Integration of 3D Printed Fiber Concrete and OpenSeesTO for Enhanced Structural Design (2025-05)¶

This study examines the mechanical performance of 3D-printed fiber-reinforced concrete through comprehensive experimental testing, including compression and splitting tests conducted across three principal print orientations. Specimens were oriented to reflect actual printing processes, distinguishing between horizontal print planes and vertical layers relative to nozzle movement. The results reveal significant anisotropic behavior and varying strength properties contingent on print orientation. Specifically, the FX orientation (parallel to the printing direction) demonstrated compressive strengths comparable to traditional cast concrete, while FY (perpendicular) and FZ (vertical) orientations exhibited progressively lower strengths due to weaker interlayer bonding. Building on these findings, a customized constitutive model for 3D-printed fiber concrete was developed and integrated into the OpenSees framework, enabling precise finite element simulations.

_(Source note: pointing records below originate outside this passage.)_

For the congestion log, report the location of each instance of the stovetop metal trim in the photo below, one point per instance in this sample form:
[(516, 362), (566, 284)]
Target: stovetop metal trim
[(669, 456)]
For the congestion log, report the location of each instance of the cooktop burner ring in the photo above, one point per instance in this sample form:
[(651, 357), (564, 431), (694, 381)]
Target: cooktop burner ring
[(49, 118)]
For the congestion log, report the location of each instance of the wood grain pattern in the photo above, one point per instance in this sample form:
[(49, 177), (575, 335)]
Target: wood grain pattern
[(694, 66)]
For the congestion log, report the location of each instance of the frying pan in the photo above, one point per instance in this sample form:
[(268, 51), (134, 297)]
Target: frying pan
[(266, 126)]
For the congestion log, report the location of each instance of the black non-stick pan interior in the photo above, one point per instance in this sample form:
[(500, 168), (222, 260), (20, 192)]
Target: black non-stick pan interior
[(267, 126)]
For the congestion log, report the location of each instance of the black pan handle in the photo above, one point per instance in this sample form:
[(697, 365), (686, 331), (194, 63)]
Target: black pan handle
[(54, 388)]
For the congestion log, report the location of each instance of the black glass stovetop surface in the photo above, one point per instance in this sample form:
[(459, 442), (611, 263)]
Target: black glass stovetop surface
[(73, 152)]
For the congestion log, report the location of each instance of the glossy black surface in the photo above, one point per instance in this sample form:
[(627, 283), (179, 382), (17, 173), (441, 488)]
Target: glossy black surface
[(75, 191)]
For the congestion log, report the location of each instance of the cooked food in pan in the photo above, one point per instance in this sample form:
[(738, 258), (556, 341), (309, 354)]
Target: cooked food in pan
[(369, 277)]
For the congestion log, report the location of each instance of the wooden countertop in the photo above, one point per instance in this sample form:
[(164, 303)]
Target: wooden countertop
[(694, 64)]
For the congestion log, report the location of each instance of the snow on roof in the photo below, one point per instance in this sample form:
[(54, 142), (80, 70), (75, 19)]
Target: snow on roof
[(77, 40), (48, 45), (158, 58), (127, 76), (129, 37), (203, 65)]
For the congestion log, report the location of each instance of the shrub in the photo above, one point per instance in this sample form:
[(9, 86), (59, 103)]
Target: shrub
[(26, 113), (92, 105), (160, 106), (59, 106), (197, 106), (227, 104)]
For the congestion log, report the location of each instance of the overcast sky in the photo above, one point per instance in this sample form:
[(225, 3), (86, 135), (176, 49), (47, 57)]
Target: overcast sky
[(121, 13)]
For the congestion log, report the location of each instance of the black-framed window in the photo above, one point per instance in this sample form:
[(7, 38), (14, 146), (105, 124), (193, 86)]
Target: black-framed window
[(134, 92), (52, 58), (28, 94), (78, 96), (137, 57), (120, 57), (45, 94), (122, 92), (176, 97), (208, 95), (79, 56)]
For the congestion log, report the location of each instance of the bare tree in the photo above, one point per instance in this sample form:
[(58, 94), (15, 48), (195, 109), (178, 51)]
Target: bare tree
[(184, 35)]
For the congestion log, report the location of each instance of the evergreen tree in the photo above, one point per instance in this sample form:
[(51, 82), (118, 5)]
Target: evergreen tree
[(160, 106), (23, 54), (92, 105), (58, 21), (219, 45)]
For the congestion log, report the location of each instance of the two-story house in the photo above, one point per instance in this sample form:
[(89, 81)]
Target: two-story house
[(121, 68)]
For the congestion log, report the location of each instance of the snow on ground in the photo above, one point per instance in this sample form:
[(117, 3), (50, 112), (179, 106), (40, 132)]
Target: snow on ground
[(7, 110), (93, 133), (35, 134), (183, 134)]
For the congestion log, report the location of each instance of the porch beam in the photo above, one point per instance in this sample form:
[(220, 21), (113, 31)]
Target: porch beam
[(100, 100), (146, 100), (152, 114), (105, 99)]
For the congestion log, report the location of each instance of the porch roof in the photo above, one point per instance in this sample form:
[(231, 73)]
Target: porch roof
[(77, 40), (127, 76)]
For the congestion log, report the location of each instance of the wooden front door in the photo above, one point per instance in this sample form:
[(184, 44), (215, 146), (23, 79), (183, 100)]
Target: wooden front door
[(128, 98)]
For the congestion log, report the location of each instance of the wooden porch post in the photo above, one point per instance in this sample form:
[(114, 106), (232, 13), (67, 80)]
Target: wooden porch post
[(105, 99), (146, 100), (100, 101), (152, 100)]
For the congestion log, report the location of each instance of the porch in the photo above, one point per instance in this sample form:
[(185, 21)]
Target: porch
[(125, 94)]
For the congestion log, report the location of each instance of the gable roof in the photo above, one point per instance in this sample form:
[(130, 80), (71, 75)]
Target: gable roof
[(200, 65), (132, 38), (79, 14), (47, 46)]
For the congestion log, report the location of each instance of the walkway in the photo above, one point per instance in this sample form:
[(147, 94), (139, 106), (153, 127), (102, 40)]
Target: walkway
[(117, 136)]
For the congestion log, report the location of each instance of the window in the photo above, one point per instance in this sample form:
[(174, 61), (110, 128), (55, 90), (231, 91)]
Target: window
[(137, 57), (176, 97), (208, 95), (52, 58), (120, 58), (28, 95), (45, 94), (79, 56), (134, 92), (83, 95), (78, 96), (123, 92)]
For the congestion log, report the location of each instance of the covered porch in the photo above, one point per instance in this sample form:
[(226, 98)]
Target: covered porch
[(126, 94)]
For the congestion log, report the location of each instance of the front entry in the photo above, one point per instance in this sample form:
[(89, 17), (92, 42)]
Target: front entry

Furthermore, the integration of 3D-printed fiber concrete with OpenSees Topology Optimization (TO) facilitates automated structural model generation and innovative design processes, leveraging iterative topology optimization and isogeometric analysis to enhance structural performance and material efficiency. This integration represents a significant advancement in structural engineering and computational simulation, offering viable solutions for the future of construction technology and supporting the broader adoption of additive manufacturing in the construction industry.